If you have ever toured the Strand in Galveston you have walked into La King’s Confectionary, which features a working 1920’s soda fountain serving malts, shakes, ice cream sodas, sundaes, splits, floats and your favorite fountain treats all made in-house with “Purity” ice creams, Texas’ first ice cream manufacturer, founded in 1889 on Galveston Island.
La King’s Confectionary also sells unique candies, over fifty made in-house by a master candy maker who delights the crowds with old-time specialities like salt water taffy, peanut and Peco Brittle, Divinity, pecan pralines, hand-dipped chocolates, and fudge made in front of customers on antique equipment.
Ava Barb-King runs the place, purchasing all the candy not made in house, keeping inventory of thousands of pieces and somehow making sure a three story, 100+-year-old building remains meticulously organized and pristine.
“Everybody is always happy, the only people who are crying are the kids who only got one piece of candy instead of two,” she says. “June, July and August are our busiest months as you can imagine. If I don’t keep our purchasing and inventory straight before then, nothing will get done in the summer. We get hundreds of customers a day. In our busiest months my family and I just live in the loft on the top floor of the building with our resident ghost Charles. He is a cool guy who only occasionally moves inventory around.”
Keeping up with the crowds that flock to La King’s is a huge task. The number of workers, taffy-pulling demonstrations, soda fountain, ice cream production and candy inventories is a job that never ends. But Ava says it is a labor of love, begun in 1927.
“My husband’s grandfather, Jimmy King began making candy in Houston while learning the trade from ‘Old World’ candy makers. In 1976, Jimmy’s oldest son, Jack, moved his family to the Strand to recreate an old-fashioned confectionery.
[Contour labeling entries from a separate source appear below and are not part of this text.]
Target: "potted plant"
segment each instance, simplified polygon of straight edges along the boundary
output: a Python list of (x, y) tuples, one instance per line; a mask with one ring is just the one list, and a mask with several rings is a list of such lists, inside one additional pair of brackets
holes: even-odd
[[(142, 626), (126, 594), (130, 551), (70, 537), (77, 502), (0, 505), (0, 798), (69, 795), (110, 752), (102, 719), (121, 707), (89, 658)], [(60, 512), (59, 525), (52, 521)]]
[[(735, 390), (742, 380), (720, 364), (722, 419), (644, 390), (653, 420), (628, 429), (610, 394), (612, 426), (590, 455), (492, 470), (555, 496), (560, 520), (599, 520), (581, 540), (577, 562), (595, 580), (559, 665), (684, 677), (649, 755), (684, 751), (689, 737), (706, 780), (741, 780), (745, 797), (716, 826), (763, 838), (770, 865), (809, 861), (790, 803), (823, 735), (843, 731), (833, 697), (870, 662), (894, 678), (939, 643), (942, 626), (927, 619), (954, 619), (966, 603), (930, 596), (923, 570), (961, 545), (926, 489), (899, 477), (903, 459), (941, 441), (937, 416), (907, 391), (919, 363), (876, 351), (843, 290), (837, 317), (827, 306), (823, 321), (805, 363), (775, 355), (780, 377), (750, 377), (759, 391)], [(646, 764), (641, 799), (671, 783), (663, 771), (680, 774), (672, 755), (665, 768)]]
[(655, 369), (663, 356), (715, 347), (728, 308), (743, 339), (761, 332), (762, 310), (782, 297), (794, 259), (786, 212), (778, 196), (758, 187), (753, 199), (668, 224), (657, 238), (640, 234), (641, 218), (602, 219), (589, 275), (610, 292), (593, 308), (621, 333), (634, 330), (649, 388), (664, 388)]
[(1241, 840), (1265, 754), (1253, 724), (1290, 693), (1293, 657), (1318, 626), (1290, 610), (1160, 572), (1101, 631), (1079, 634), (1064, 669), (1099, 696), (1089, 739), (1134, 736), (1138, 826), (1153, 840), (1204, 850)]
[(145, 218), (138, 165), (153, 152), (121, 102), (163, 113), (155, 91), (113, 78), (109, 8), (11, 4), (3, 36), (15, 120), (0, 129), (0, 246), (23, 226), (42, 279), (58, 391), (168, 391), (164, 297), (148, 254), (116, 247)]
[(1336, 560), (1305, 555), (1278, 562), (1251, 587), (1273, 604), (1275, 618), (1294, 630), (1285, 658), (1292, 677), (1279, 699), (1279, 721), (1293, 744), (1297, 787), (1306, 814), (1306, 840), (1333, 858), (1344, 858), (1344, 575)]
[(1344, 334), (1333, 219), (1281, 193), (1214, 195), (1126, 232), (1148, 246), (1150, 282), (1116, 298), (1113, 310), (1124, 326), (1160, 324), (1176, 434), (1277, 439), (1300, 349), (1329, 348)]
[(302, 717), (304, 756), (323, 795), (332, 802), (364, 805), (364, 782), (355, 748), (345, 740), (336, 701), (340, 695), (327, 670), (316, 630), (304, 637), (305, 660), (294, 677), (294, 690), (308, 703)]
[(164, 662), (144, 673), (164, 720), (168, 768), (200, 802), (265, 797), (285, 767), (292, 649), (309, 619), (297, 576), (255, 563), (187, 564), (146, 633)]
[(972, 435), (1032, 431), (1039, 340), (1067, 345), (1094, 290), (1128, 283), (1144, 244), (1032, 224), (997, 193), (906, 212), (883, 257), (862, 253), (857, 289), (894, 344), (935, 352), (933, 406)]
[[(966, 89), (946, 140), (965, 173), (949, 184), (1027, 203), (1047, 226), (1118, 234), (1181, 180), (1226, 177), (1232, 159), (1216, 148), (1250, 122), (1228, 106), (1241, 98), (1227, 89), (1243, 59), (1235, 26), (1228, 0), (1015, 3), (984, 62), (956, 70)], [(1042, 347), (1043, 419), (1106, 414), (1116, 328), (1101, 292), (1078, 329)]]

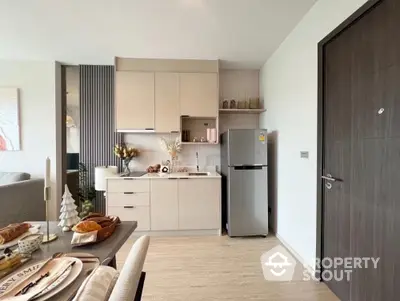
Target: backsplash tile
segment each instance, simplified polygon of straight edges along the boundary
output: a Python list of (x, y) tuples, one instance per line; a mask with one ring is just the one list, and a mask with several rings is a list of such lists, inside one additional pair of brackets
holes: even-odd
[[(125, 143), (141, 152), (140, 156), (131, 162), (133, 170), (146, 170), (150, 165), (169, 160), (169, 155), (160, 146), (162, 137), (172, 140), (177, 134), (124, 134)], [(196, 152), (199, 153), (201, 170), (220, 165), (219, 145), (183, 145), (182, 152), (178, 155), (179, 166), (196, 166)]]

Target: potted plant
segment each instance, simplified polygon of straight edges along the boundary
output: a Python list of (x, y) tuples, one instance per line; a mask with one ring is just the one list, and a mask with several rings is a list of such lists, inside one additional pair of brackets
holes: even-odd
[(131, 170), (129, 169), (129, 164), (133, 158), (139, 156), (139, 150), (134, 147), (128, 147), (125, 143), (122, 143), (114, 146), (114, 154), (118, 158), (121, 158), (124, 163), (124, 174), (130, 174)]

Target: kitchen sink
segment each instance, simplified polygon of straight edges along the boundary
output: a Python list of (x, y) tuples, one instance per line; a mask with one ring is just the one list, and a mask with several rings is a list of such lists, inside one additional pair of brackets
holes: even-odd
[(199, 177), (205, 177), (209, 176), (209, 172), (189, 172), (189, 176), (199, 176)]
He used the 19th-century formulas and methods, handed down to him, using traditional equipment and procedures,” Ava explains. “I love being part of something with such an amazing history; even though I will admit, I almost never over-indulge because a person does eventually get sick of eating candy.”
Ava’s dream is to one day open an event space either on the top floor of the current building or next door to indulge an adult and child’s sweet tooth for larger functions. If you are ever in Galveston, stop by the Strand and pay a visit to La King’s! Tell Ava we sent you!